Siendo así, veo como imposible que se logre una solución pacífica ya que los
afectados no son, precisamente, niños de pecho que le escapen a la violencia
cuando se trata de defender sus posiciones y, menos aún, cuando está en juego
su propia vida.
Así, cualquier
tentativa de intervención militar, aún bajo el manto de alguna forma de bandera
continental, encontrará una furiosa resistencia de parte del gigantesco aparato
de defensa que allí se ha montado, con numerosísimos “asesores” cubanos y con
el apoyo de Rusia e Irán.

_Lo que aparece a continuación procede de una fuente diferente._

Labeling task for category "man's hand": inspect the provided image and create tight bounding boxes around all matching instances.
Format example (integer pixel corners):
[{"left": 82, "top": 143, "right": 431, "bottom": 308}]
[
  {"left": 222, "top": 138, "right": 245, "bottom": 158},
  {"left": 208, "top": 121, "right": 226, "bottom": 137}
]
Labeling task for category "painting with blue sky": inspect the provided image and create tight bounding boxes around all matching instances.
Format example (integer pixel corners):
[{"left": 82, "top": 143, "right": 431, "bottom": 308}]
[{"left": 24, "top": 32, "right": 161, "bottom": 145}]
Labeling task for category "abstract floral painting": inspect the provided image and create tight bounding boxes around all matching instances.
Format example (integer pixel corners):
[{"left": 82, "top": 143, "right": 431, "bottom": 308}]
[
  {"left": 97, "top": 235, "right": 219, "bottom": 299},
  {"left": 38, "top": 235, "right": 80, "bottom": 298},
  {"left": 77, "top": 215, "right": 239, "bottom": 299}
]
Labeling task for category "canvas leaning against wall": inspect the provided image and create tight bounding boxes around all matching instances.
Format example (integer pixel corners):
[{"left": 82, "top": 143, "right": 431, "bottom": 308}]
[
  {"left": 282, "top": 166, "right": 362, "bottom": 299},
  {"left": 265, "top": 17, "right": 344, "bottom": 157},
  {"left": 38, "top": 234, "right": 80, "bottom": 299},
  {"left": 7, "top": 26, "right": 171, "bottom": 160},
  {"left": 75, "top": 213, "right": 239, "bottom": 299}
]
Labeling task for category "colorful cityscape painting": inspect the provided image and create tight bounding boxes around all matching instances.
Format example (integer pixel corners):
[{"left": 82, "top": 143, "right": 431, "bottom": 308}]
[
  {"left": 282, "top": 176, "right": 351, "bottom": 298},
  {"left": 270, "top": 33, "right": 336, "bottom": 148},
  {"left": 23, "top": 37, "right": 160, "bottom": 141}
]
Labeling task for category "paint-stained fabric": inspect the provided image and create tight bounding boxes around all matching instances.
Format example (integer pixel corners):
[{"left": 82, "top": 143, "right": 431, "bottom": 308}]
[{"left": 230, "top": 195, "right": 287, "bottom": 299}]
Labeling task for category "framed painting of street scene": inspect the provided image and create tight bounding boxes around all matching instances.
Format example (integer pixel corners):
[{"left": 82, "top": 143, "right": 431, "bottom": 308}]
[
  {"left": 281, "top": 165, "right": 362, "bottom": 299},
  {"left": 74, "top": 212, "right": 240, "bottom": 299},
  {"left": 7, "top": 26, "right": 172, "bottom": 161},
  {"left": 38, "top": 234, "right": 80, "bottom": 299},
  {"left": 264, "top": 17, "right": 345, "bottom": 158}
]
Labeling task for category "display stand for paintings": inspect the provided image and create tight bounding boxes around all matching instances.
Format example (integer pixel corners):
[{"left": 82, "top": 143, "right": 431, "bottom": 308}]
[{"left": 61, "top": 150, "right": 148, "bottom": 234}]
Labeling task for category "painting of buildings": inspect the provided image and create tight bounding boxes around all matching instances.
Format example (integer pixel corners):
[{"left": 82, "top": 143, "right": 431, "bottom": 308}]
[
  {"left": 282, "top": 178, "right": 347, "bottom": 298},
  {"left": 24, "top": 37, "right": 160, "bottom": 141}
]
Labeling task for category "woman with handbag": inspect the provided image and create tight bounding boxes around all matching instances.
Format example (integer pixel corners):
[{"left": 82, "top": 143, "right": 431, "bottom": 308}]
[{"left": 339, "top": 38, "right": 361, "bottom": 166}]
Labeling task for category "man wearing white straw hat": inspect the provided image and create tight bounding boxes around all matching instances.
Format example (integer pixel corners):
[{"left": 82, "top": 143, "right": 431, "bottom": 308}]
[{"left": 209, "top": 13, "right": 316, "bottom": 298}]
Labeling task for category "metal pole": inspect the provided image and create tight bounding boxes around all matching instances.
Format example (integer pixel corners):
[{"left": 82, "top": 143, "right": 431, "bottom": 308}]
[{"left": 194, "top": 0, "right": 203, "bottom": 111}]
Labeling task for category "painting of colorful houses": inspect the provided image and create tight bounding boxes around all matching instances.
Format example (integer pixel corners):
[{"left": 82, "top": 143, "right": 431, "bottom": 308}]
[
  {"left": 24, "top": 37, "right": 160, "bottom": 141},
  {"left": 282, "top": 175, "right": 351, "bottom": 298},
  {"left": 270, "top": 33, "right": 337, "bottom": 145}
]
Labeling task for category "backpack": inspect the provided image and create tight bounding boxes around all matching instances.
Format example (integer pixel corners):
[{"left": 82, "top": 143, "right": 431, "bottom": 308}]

Por lo demás, el narcotráfico y la corrupción
desaforada disponen de los recursos económicos suficientes para permitirla y
financiarla.
Es por eso que soy
seriamente pesimista respecto a una definición razonable del problema, aún
cuando resulta fácil percibir que las fuerzas armadas venezolanas están
divididas entre nacionalistas chavistas, activos narcotraficantes y procubanos;
para nada estúpido, Diosdado Cabello ha puesto a cargo de los ministerios y
empresas públicas más importantes a generales en actividad extremadamente
leales, y dispone de la potencia represiva más eficaz para controlar eventuales
conatos de rebelión, como los que se han suscitado recientemente, llevando a la
cárcel a quienes osan criticar públicamente la gestión gubernamental.